In each of these hypotheticals, Company B has developed a viable invention which arguably contains IP that belongs to Company A. Some of the negative repercussions which may result include:

  • Breach of contract/breach of license claims asserted by Company A
  • If the IP was patented, claims for patent infringement
  • If the IP was not patented, statutory and common law claims for misappropriation of trade secrets (which can arise from unauthorized use or disclosure of trade secrets)
  • Negative effect upon Company B’s ability to patent the invention and/or enforce patents containing commingled IP, and/or ability to obtain copyright protection
  • Inability for Company B to honestly represent that it owns all intellectual property rights to its invention
  • Difficulty with existing investors
  • Difficulty attracting new investors or additional investments from existing investors
  • Negative press
  • Expense and time diversion resulting from litigation
  • Issues of joint ownership and the need to document the same if joint ownership is agreed upon
  • Litigation with Company A if joint ownership is not agreed upon
  • Different rules regarding joint ownership may apply depending upon whether the issue is intellectual property ownership or copyright ownership – in one instance, joint owners may have duties or accountability to one another
  • Copyright protection difficulties

So what are some proactive steps that a Company might consider taking in order to avoid the sticky mess of commingled IP? Some suggestions follows.

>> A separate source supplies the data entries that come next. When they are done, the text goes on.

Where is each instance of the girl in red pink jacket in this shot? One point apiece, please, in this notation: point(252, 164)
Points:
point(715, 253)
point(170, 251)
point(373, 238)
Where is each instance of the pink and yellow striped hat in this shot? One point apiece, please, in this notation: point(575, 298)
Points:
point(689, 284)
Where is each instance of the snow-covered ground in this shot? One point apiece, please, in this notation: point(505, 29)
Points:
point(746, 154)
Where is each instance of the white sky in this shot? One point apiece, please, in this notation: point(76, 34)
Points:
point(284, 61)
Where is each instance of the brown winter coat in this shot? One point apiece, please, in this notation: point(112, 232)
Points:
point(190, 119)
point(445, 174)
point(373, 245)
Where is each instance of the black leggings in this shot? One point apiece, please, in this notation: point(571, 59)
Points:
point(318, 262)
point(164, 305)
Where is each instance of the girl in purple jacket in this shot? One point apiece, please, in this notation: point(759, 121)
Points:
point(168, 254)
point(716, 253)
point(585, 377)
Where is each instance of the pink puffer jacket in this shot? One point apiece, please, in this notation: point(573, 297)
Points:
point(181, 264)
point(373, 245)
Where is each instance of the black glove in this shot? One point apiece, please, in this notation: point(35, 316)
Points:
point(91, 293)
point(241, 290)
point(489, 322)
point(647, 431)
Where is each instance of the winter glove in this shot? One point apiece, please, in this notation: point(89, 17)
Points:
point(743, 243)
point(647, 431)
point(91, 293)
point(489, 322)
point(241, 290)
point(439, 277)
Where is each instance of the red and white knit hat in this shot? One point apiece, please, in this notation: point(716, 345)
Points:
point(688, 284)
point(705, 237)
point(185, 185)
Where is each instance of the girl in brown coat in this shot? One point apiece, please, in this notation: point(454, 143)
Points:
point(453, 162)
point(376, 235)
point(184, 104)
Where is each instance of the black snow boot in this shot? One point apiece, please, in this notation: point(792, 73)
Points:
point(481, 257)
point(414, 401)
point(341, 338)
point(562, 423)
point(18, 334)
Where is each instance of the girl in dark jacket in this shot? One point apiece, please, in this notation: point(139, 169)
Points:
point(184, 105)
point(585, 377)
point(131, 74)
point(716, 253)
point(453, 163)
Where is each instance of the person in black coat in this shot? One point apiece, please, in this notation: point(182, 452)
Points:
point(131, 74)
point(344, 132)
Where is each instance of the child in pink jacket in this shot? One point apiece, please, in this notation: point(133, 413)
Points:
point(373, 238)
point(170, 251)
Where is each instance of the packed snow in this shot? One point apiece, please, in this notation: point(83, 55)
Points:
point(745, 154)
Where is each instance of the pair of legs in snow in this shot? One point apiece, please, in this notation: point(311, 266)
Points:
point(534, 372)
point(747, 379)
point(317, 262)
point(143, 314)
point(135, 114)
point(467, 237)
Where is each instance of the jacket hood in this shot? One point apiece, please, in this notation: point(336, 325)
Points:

  • First, have a clear understanding of the permissible scope of use of licensed IP.
  • Licensor should consider including appropriate safeguards and audit provisions to reduce/monitor risk of commingling
    • Consider whether to require individual recipients at Company B to sign a confidentiality agreement
  • Licensee should consider:
    • Periodic internal auditing processes to monitor the use of licensed IP.
    • Consider whether to implement restrictions or guidelines for internal discussions amongst scientists when mentioning IP owned by another entity.
    • Consider whether to implement guidelines for scientists on lab notebook notations that relate in any way to licensed IP
    • Consider whether to engage forensic consultants to evaluate whether inventions are free of commingled IP
    • Ensure that your internal confidentiality agreements with employees make clear that confidential or proprietary information belonging to third parties must be maintained as confidential

The specific proactive or preventative steps that a company should take will be highly dependent on the particular facts of that company’s operations and its access to and use of IP belonging to another.  Our intention in this blog is to raise awareness of the issue. The old adage, “an ounce of prevention is worth a pound of cure” certainly applies in this context. Take the time to consider the issue as it relates to your company. With proactive, preventative strategy and some luck, you may one day enjoy sweet success without experiencing a sticky IP mess along the way.